Хотя Оскар Грюнбах намерен оживить пепел, во всяком случае, заставить его говорить. Он ведет нас по подземелью, теперь уже открытому для неба и света, и показывает на железо и камни. Опять на железо и камни, которых так много наверху, и чтобы на них взглянуть еще раз, не обязательно спускаться вниз, в преисподнюю.
Какие-то смутные очертания печатного цеха, что-то напоминающее машины для оттисков. Только напоминающее. Это могли быть и другие машины – все настолько исковеркано, что назначение отдельных деталей можно установить лишь после технической экспертизы. Но Грюнбах говорит о печатных станках, пусть будет по-его. Он здесь находился, когда машины функционировали.
– Нет, нет, – поясняет Грюнбах. – Я не входил в этот подвал тогда. Никто из нас не входил. Вы читали на стене: «Раухен ферботен»? Запрещалось не только курить, но и приближаться к тамбуру… Однако мы знали многое… – Оскар Грюнбах поднимает свои не в меру разросшиеся седые брови и дает понять этим, что тайну от живых не скроешь, даже в Ораниенбурге. – Мы знали почти все… Машины гудели день и ночь…
Он сам с интересом рассматривает остатки трансмиссий, маховики, решетки. Мысль его работает, восстанавливает прошлое, а может, творит, пытается представить себе невиденное. Иными казались подземные тайники, когда их угадывали лишь по звуку работающих машин, по надписям при входе «Ферботен!». И Грюнбах несколько разочарован. Во всяком случае, загадочности на его лице нет и глаза смотрят равнодушно. Серые, выцвеченные временем и страданиями глаза. Надо было все пройти не как сейчас, с тростью в руке. Не под спокойным голубым небом – сегодня удивительное для берлинской осени небо, – а под грозовым военным.

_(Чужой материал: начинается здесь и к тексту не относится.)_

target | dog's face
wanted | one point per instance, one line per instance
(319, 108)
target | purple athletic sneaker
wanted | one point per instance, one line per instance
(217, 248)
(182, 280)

Мы поднимаемся по ступенькам вверх, на землю. Грюнбах виновато улыбается: ничего особенного не удалось показать нам, ничего, способного удивить и тем более поразить. Но было, было, так надо понять нашего спутника. Он делает серьезное лицо – мы все-таки на пепелище Ораниенбурга, секретнейшей базы Главного управления имперской безопасности. И пусть ничего не понятно по осколкам и развалинам. Это не миф. Здесь существовал Ораниенбург, не случайно стерли его с лица земли.
– Я увлекся, – говорит Грюнбах и взглядом просит прощения. Он имеет право на него. Человек с номером на руке, номером узника спецлагеря, может, даже должен, наверное, забывать окружающее, рассказывая о прошлом. – Вас не интересуют камни, вас интересует он…
Грюнбах способен в разговоре исключать себя, свои чувства, хотя мы этого и не требуем от него. Мы будем слушать подробнейшие рассказы об Ораниенбурге, будем смотреть камни, будем лазать по подземельям. Будем делать все, что считает нужным этот словоохотливый старик, но если невольно мы чем-то проявляем торопливость, подчеркиваем свою цель, то пусть он извинит нас. Действительно, мы думаем о нем, о том человеке, что ходил здесь когда-то.
Старик снова впереди. Пальто его, правда, уже не развевается по ветру – спокойно идет Грюнбах, и трость его твердо упирается в камни и жухлую по осени траву. Иногда он задерживается на скоплении железного лома, в аморфном видит какие-то ему одному понятные четкие линии и говорит:
– Здесь была литография… А здесь – граверная…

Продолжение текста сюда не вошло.